The Predictive Power of Rejection: Negative Asymmetry

The results showed that both dislikes and likes have significant effects on mathematics and language, although the negative effect of dislikes is greater than the positive effect of likes, with such difference not being significant. This was also observed in the size and stability of the correlations of likes and dislikes with mathematics and language, especially those with the latter.
Why does rejection seem to have a stronger impact on performance compared to acceptance? As was proposed in the introduction, if acceptance responds to the basic need of belonging, it is logical to think that “good things in life are taken for granted” (Sears, 1983, cited in [76]), whereas not meeting this need, threatened by rejection, can cause psychological deficits and maladjustments [25]. Complementarily, rejection also increases the probability of being exposed to other rejected students, which could worsen the effects on school adjustment and performance [28]. However, there seem to be more reasons to understand the damage caused by rejection. Thus, Gerber and Wheeler [30] proposed that rejection is more likely to affect the need to sense control of one’s life rather than one’s need of belonging. Gerber and Wheeler [30] found that people react to rejection with aggressive and antisocial responses with the aim of recovering control, leading to an accumulation and chronification of adverse experiences, which could explain that the negative effects of rejection on performance are greater than the positive effects of acceptance [35].

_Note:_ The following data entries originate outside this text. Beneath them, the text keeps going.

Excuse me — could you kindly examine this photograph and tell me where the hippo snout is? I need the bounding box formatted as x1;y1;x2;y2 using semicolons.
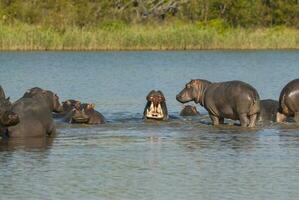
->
176;94;185;103
2;111;20;126
54;105;63;113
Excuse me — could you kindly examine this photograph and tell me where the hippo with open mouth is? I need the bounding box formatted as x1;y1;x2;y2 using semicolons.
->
143;90;168;120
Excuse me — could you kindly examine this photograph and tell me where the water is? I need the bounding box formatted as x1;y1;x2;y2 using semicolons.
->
0;51;299;200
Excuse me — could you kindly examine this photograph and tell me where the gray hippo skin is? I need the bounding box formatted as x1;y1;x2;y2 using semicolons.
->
53;99;81;118
64;102;106;124
180;105;199;116
176;79;260;127
0;98;20;138
8;88;62;138
276;79;299;124
258;99;279;122
0;85;5;99
143;90;168;120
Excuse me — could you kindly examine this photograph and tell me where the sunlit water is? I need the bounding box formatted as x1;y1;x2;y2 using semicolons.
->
0;51;299;200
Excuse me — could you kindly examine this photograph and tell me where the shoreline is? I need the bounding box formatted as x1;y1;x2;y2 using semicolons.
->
0;23;299;52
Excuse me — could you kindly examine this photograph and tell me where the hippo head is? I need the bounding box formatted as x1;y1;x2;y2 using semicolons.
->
71;102;94;123
176;79;211;105
144;90;168;120
23;87;63;113
0;98;20;126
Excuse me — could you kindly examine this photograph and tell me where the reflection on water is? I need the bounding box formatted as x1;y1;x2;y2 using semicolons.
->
0;51;299;200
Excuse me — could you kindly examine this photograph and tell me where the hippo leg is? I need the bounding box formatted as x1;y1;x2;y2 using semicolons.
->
47;124;56;136
210;114;219;126
294;112;299;124
239;113;249;127
276;112;287;122
248;114;257;128
219;117;224;124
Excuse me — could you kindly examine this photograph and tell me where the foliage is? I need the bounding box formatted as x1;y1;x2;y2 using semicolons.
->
0;0;299;27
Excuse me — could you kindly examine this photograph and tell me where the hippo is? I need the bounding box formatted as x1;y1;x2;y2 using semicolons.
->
176;79;260;127
0;85;5;99
8;88;62;138
0;98;20;126
53;99;80;118
64;102;106;124
0;98;20;138
180;105;199;116
276;79;299;124
143;90;168;120
258;99;279;122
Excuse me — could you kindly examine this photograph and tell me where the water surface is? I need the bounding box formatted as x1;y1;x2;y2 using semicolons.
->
0;51;299;200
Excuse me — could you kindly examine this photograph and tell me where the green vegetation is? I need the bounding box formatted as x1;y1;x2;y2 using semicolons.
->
0;0;299;50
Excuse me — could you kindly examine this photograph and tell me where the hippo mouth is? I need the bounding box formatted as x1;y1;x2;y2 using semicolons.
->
146;102;164;119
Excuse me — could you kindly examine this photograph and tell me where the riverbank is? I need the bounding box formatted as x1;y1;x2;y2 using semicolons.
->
0;23;299;50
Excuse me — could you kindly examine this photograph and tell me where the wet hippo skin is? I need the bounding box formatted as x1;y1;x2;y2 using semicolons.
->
176;79;260;127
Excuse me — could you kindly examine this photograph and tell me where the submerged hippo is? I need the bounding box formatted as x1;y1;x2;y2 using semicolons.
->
259;99;279;122
0;85;5;99
176;79;260;127
180;105;199;116
143;90;168;120
64;102;106;124
0;98;20;137
276;79;299;124
53;99;81;118
8;88;62;138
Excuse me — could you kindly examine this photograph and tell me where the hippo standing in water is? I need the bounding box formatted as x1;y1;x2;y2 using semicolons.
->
143;90;168;120
0;85;5;99
53;99;81;118
64;101;106;124
180;105;199;116
258;99;279;122
8;88;62;138
0;98;20;138
176;79;260;127
276;79;299;124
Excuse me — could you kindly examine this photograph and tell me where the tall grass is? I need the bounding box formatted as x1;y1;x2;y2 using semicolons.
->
0;23;299;50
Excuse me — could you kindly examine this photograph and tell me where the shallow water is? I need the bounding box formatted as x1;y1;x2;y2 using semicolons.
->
0;51;299;200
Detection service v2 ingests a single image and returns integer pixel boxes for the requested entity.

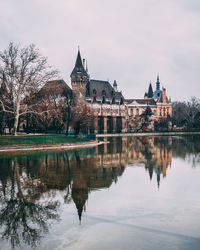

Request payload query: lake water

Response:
[0,135,200,250]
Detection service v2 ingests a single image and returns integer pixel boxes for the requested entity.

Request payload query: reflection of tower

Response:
[156,167,161,188]
[72,187,88,222]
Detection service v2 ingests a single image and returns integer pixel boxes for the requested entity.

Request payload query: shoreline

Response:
[0,141,104,153]
[96,132,200,138]
[0,132,200,153]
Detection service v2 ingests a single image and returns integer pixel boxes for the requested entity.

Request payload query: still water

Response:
[0,136,200,250]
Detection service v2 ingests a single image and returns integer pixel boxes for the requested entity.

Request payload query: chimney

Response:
[83,59,85,69]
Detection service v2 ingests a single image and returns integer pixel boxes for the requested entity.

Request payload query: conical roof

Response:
[147,83,153,98]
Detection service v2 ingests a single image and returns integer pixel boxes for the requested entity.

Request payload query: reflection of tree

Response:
[0,159,59,248]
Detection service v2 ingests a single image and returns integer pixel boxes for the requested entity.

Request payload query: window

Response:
[131,109,133,116]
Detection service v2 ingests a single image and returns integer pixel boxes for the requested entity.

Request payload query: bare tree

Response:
[0,43,58,135]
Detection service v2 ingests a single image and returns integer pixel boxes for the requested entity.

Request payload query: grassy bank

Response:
[0,134,95,146]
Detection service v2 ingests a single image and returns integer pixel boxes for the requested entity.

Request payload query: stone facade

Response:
[70,51,172,133]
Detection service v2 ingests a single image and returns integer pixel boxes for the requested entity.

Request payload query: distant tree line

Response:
[0,43,94,135]
[172,97,200,130]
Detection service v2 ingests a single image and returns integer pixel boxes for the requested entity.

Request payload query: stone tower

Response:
[70,50,88,104]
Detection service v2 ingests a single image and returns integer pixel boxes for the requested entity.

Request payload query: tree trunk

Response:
[13,103,19,135]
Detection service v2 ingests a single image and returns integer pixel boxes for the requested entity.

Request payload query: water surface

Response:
[0,136,200,250]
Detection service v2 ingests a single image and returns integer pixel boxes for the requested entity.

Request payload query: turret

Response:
[147,82,153,98]
[70,50,88,103]
[156,75,160,90]
[113,80,117,92]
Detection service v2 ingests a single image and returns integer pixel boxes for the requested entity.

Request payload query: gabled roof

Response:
[70,50,88,77]
[87,80,124,99]
[125,98,156,105]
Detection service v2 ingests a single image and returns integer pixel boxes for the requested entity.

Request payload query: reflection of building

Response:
[0,137,172,223]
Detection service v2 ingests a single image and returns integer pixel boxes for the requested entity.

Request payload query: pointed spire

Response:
[113,80,117,91]
[147,82,153,98]
[71,46,87,76]
[156,74,160,90]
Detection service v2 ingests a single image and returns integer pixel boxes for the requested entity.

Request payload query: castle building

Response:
[126,76,172,120]
[71,51,127,133]
[70,50,172,134]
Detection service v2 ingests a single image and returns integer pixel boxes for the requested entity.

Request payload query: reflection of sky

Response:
[36,159,200,249]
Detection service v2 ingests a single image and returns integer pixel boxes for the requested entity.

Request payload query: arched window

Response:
[93,89,97,95]
[102,90,106,96]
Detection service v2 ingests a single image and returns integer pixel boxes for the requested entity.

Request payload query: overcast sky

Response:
[0,0,200,101]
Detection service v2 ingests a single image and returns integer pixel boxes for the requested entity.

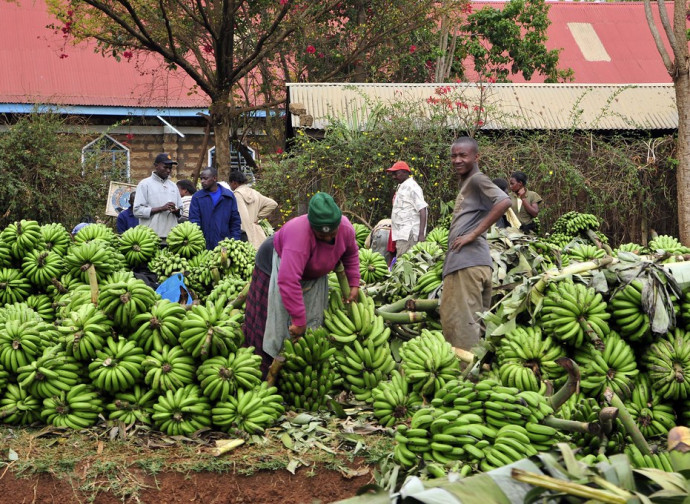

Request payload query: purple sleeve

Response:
[278,244,308,326]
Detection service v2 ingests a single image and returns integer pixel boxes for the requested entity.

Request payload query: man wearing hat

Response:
[134,152,182,238]
[244,192,360,377]
[386,161,429,257]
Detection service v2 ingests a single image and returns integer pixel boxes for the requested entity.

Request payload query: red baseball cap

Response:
[386,161,411,171]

5. Conclusions, Future Research Lines, and Educational Implications

5.1. Conclusions, Limitations and Future Research Lines

This study confirms the stability of peer relationships and academic performance throughout childhood, as well as the influence, also stable and consistent, of social relationships on performance. The model is completely stable. All the effects of the model are repeated and successively transmitted from one time point to the next. Thus, it is convenient to highlight the short-, mid-, and long-term impact of the social status of children at the beginning of primary education, and point out the failure of the education system to address the starting social and school disadvantages and disrupt negative development trajectories, thereby showing that it has not met the goals of inclusive education. This is in line with the negative results of school or migratory mobility described in the Participants section. These results encourage the study of the impact of these and other early experiences of peer relationships on academic performance and on other aspects of school and socioemotional adjustment, as well as the identification of individual cases in which it is possible to break this cycle of rejection and low performance [38], with the aim of detecting early intervention keys for the future.
This work also confirms the importance of considering acceptance and rejection (likes and dislikes) simultaneously and differentially, with two of its most important contributions being the confirmation of positive bias in social relationships, with likes being more numerous, stable and homogeneous than dislikes, and the confirmation of negative asymmetry or a greater effect of dislikes on academic performance. It is necessary to further delve into the differential nature, trajectories and effects of likes and dislikes, and clarify the complex and unresolved matter of their mutual dependence-interdependence.
This study is an important contribution to the connection between social status and performance, providing longitudinal data throughout the entire period of primary education and indicating one direction. It confirms the role of social status among peers as the origin and driving force of psychological and school adjustment. However, it is still necessary to develop new models that incorporate explanatory variables, such as motivation and participation [29,40,45].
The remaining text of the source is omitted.